“重要的客人”这几个字让她头皮有些发紧:“其实我只是来还餐具的,他要是忙,你帮他收好就行了。”
盛未夏把装了银器餐盒的袋子递给阿九。
但阿九忙不迭往外一让:“您还是自己还比较好。”
说着,他推开了一扇雕花木门,进了雅致的内间之后,又推开墙上和博古架融为一体的一扇门,然后停在门口,微微弯腰:“盛小姐,里面请。”
里面别有洞天。
门前一条鹅卵石小径穿破碧绿的水面,一直连到水中央的一座水榭。
抬眼望去,透过水榭的窗户,依稀能看见有人坐在里面。
有钱真是……为所欲为。
这么好一个院子不住人,只拿来见客。
盛未夏顺着路走到水榭前,抬手敲了敲门:“我,盛未夏。
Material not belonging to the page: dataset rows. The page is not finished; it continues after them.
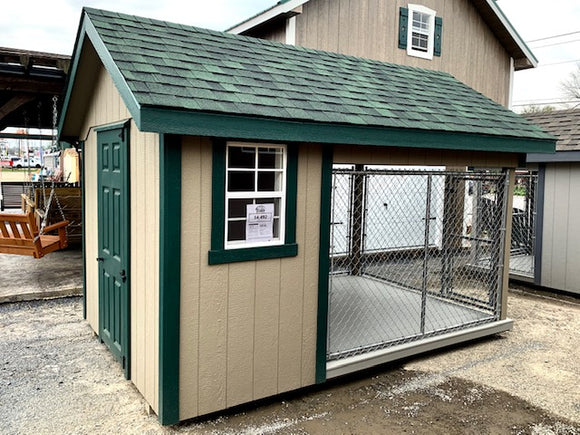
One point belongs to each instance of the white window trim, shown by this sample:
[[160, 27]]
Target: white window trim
[[431, 35], [281, 195]]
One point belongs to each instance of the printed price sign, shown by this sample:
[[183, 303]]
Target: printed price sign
[[259, 222]]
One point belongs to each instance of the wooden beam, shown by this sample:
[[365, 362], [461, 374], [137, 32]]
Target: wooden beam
[[14, 104], [25, 136]]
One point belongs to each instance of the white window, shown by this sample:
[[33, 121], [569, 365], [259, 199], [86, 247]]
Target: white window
[[421, 32], [255, 195]]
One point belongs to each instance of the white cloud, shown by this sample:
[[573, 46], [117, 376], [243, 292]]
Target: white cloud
[[51, 26]]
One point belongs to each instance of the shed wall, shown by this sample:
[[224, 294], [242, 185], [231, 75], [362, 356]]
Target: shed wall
[[107, 107], [560, 235], [248, 330]]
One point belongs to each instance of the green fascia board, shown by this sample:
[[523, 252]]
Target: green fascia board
[[169, 277], [323, 264], [87, 30], [163, 120]]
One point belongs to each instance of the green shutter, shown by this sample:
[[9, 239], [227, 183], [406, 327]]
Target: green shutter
[[403, 22], [438, 34]]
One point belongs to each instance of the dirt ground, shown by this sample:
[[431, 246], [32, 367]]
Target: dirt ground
[[55, 377]]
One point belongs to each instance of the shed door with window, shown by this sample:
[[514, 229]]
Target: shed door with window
[[113, 242]]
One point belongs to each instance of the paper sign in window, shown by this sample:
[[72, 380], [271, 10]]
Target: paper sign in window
[[259, 222]]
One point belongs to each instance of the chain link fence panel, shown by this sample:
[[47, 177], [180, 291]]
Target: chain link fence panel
[[413, 254]]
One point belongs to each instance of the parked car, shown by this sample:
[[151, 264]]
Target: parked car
[[26, 163], [6, 162]]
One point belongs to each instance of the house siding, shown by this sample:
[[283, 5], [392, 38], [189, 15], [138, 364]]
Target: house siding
[[248, 330], [560, 235], [370, 28], [107, 107]]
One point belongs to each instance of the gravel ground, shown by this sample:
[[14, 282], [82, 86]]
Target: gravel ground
[[56, 377]]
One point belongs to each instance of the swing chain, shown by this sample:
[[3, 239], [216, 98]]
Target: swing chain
[[53, 194]]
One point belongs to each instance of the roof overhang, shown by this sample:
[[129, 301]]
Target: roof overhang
[[171, 121], [557, 157], [489, 10], [89, 53]]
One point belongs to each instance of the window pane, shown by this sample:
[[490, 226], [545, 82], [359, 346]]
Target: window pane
[[241, 157], [241, 181], [237, 207], [420, 21], [266, 182], [419, 41], [275, 201], [236, 230], [270, 158]]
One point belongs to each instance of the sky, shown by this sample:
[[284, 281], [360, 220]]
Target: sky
[[51, 26]]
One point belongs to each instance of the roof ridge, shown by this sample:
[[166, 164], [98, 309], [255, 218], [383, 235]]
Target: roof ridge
[[159, 65], [281, 45]]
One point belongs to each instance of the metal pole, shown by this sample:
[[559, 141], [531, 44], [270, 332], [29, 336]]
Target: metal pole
[[426, 256]]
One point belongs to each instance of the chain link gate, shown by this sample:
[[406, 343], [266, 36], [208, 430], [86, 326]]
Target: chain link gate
[[522, 250], [413, 254]]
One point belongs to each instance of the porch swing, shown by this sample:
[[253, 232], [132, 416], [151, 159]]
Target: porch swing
[[19, 232]]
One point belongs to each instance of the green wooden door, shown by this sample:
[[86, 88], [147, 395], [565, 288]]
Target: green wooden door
[[113, 206]]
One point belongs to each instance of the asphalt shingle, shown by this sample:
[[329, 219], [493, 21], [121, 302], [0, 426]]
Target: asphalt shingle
[[239, 75]]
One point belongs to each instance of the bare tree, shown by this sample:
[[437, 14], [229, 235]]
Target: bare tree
[[571, 85], [536, 109]]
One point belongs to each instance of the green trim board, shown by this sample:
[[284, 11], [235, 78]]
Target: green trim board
[[539, 230], [169, 277], [88, 32], [219, 255], [324, 263], [83, 225], [270, 129]]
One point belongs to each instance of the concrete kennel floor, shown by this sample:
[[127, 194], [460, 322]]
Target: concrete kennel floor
[[366, 312]]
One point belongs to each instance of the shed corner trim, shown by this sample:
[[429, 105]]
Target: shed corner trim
[[169, 277]]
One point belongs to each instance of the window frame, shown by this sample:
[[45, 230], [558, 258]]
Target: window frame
[[220, 252], [256, 194], [411, 51]]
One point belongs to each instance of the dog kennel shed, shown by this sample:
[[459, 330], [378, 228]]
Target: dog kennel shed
[[213, 272]]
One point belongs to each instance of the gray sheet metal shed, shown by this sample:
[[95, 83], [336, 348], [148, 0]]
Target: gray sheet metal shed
[[201, 318], [557, 249]]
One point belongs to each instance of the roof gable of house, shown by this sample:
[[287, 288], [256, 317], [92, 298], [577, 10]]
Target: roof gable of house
[[489, 10], [185, 80]]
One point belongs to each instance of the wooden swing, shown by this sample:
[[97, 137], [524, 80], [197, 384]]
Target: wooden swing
[[20, 234]]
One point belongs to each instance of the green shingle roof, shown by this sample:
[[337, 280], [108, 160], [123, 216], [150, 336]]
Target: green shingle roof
[[178, 67]]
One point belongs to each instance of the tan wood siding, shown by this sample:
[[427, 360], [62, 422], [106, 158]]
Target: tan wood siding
[[560, 235], [370, 28], [250, 330], [144, 170], [107, 107]]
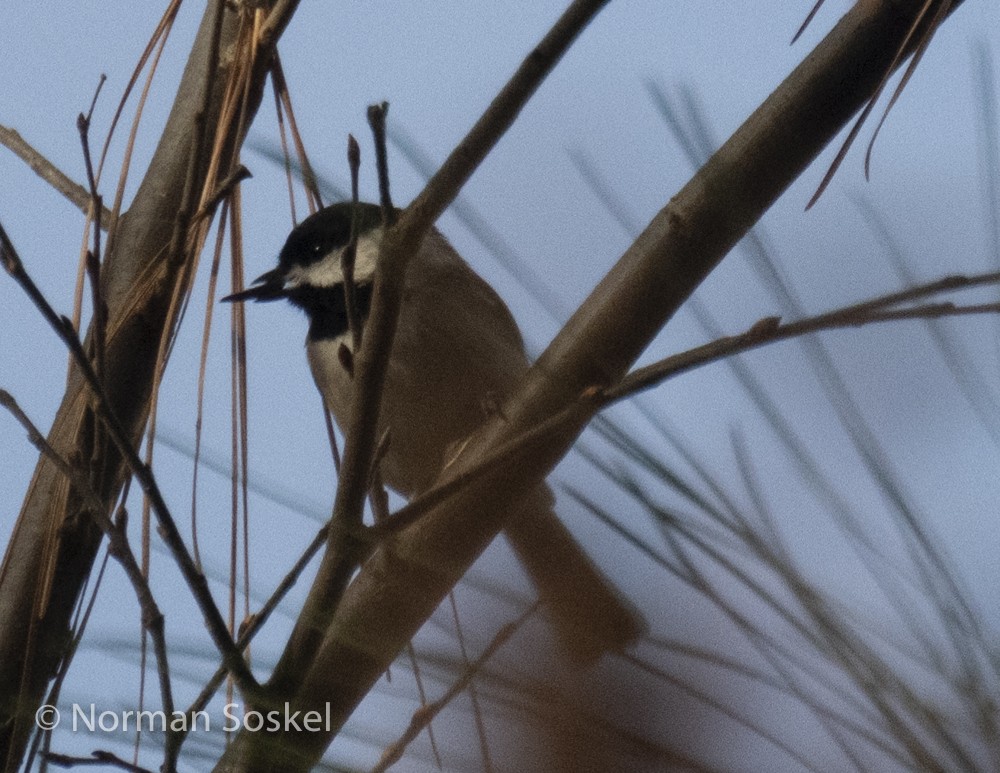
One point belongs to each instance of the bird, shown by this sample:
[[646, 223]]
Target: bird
[[456, 356]]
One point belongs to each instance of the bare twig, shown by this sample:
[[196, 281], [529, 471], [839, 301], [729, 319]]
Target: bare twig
[[97, 758], [376, 120], [121, 550], [426, 714], [251, 626], [224, 189], [168, 528], [350, 251], [75, 193], [765, 331]]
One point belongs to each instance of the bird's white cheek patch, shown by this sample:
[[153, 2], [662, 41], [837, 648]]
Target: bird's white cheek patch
[[322, 273]]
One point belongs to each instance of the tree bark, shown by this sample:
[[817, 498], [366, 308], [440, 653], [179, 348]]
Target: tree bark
[[53, 546], [397, 589]]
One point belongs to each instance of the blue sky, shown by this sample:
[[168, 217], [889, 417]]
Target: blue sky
[[438, 65]]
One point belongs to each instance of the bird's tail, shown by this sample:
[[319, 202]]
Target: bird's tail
[[589, 615]]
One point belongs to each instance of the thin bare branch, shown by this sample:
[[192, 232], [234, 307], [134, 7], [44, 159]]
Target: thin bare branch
[[75, 193], [426, 714], [121, 550], [168, 528]]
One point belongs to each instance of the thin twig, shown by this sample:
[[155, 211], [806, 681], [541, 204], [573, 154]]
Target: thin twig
[[97, 758], [167, 527], [765, 331], [376, 120], [349, 254], [119, 548], [75, 193], [250, 627], [223, 190], [425, 715]]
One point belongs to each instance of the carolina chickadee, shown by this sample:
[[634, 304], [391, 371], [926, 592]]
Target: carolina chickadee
[[457, 349]]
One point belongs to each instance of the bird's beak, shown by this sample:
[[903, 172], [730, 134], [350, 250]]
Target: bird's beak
[[266, 287]]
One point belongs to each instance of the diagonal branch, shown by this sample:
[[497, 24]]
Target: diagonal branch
[[394, 594]]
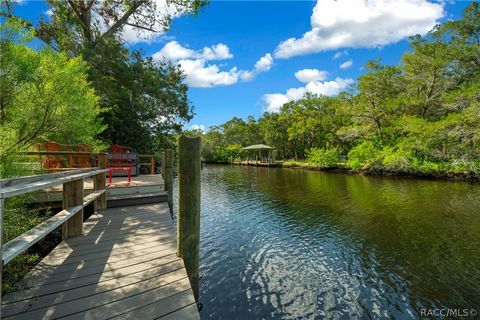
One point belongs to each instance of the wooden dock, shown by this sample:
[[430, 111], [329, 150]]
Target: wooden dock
[[122, 264], [124, 267], [257, 163], [142, 185]]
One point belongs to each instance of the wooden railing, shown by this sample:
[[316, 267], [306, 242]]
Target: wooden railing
[[70, 218], [151, 161], [64, 160]]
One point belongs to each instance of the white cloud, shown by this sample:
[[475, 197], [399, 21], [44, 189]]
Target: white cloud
[[132, 35], [309, 75], [274, 101], [361, 24], [347, 64], [200, 127], [202, 74], [174, 51], [264, 64], [340, 54]]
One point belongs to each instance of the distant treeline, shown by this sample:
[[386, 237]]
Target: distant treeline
[[420, 116]]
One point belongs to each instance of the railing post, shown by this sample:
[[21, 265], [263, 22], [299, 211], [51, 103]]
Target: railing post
[[2, 211], [188, 228], [152, 164], [163, 163], [102, 160], [73, 196], [169, 176], [99, 183]]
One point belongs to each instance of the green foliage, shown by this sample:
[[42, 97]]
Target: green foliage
[[421, 116], [327, 157], [395, 160], [45, 96], [226, 154], [359, 156]]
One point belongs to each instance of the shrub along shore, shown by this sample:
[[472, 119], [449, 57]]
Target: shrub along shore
[[420, 117]]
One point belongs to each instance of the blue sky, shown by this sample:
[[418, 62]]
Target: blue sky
[[237, 34]]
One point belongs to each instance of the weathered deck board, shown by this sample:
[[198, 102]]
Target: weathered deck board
[[124, 266], [140, 185]]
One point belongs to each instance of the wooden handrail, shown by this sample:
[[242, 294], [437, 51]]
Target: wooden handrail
[[19, 186], [22, 185]]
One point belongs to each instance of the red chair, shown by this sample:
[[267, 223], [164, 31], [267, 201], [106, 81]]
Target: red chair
[[119, 162]]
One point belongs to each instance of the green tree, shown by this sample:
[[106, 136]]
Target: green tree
[[44, 96]]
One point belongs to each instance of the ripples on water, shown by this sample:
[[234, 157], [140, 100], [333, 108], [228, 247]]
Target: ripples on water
[[293, 244]]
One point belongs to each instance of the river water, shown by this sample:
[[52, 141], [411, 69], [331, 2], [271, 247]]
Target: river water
[[294, 244]]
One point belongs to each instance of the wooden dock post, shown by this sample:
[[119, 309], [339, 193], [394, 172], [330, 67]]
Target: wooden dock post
[[152, 164], [73, 196], [2, 212], [188, 229], [163, 163], [169, 176], [99, 182]]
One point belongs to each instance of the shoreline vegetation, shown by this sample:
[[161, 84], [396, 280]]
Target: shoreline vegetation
[[342, 167], [418, 118]]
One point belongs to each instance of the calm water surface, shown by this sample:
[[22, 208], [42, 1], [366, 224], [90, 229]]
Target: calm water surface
[[294, 244]]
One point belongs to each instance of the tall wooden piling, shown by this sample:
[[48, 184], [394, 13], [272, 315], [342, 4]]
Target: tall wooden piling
[[188, 229], [73, 196], [169, 176], [99, 182], [162, 169], [2, 212]]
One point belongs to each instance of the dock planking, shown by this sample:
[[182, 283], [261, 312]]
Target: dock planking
[[147, 185], [124, 266]]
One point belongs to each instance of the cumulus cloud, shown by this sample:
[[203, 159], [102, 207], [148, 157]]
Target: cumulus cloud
[[199, 72], [309, 75], [340, 54], [361, 24], [264, 64], [133, 35], [200, 127], [347, 64], [174, 51], [274, 101]]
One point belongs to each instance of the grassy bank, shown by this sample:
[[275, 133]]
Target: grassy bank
[[425, 171]]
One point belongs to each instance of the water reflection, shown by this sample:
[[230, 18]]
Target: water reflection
[[293, 244]]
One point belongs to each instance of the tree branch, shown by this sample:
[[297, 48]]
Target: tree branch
[[117, 25]]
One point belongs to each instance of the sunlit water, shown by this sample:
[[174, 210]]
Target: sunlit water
[[294, 244]]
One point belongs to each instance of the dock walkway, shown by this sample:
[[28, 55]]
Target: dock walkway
[[124, 266]]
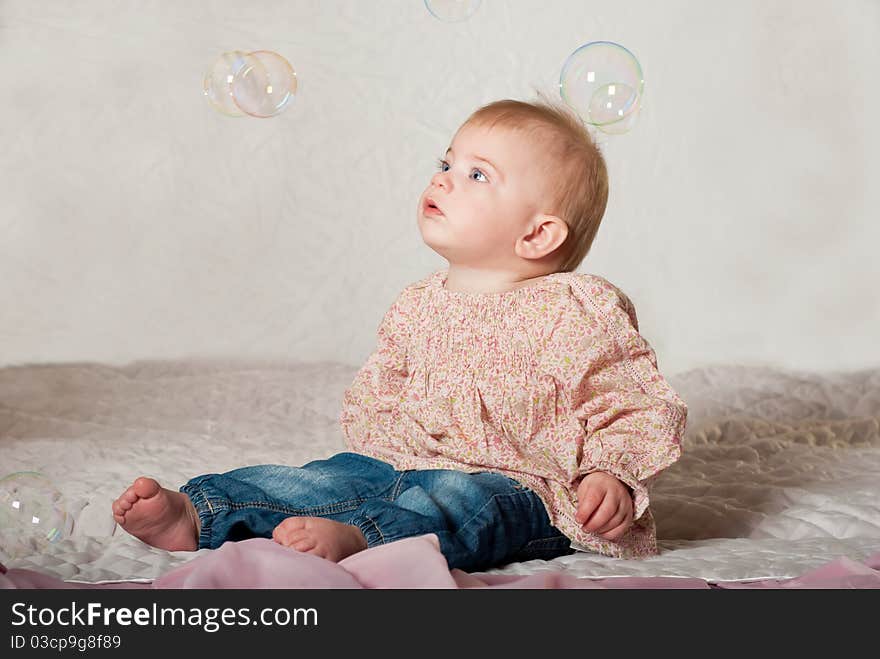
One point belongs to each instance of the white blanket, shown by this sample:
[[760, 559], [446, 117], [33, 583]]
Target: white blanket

”
“进。”喻时的声音微哑。
盛未夏推开门,冷气迎面扑来,喻时身穿黑色衬衫,靠坐在一把明式圈椅里看过来。
他好像很喜欢穿黑色。
盛未夏注意到,此刻他脸上有些疲色,第一个扣子松着,露出罕见的松弛。
她收回视线:“其实不用这么麻烦,我只是来还你东西的。”
“阿九说你有事跟我讲。”他似乎自然而然地忽略了还东西三个字,指着另一把圈椅,“坐。”